Pekan lalu, petaka itu datang mengenakan seragam yang selama ini identik dengan kehormatan. Seorang kopilot Malaysia Airlines ditangkap di Bandara Internasional Soekarno-Hatta karena diduga menyelundupkan sekitar 26 kilogram ekstasi.
Nilainya miliaran rupiah. Jumlahnya lebih dari 70 ribu butir. Yang lebih mengejutkan lagi, hasil pemeriksaan menunjukkan kopilot bernama Mohd Saufi bin Othman itu juga positif menggunakan beberapa jenis narkoba.
Kopilot asal Malaysia itu mengaku dijanjikan imbalan sekitar 50.000 ringgit Malaysia untuk mengantarkan narkoba tersebut. Ia diduga pernah melakukan penyelundupan narkoba sebelumnya, yang kini masih didalami aparat.

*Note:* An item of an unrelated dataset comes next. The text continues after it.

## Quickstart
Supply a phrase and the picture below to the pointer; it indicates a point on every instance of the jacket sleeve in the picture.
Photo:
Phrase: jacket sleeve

Yang layak mendapat tepuk tangan justru bukan dramanya, melainkan mereka yang menggagalkannya.
Banyak orang membayangkan pekerjaan petugas Bea Cukai sebatas memeriksa koper lewat mesin X-ray. Padahal, teknologi hanyalah salah satu mata. Mata lainnya adalah manusia. Pengalaman panjang membuat petugas terlatih membaca sesuatu yang tak muncul di layar monitor.
Sering kali tubuh berbicara lebih jujur dari mulut. Wajah yang terlalu tegang, gerakan yang tidak alami, langkah kaki yang kehilangan irama, tatapan yang terlalu sering menghindar, bahkan aroma napas yang khas akibat konsumsi zat tertentu, dapat menjadi potongan-potongan puzzle yang memunculkan kecurigaan. Tidak otomatis membuktikan seseorang bersalah, tapi cukup menjadi alasan untuk memeriksa lebih teliti.
Apalagi di pintu keluar internasional seperti Soekarno-Hatta. Jalur yang harus dilewati setiap penumpang, termasuk awak pesawat, relatif sempit. Petugas berdiri di titik-titik strategis. Ribuan wajah mereka lihat setiap hari.
Dalam waktu lama, naluri profesional itu terasah. Mereka belajar membedakan mana wajah lelah karena penerbangan panjang dan mana wajah yang menyimpan kegelisahan lain.
Karena itu menarik ketika pelaku justru sempat diarahkan ke jalur fast track khusus awak pesawat. Banyak orang mungkin mengira status sebagai kru penerbangan adalah "paspor kepercayaan". Ternyata tidak.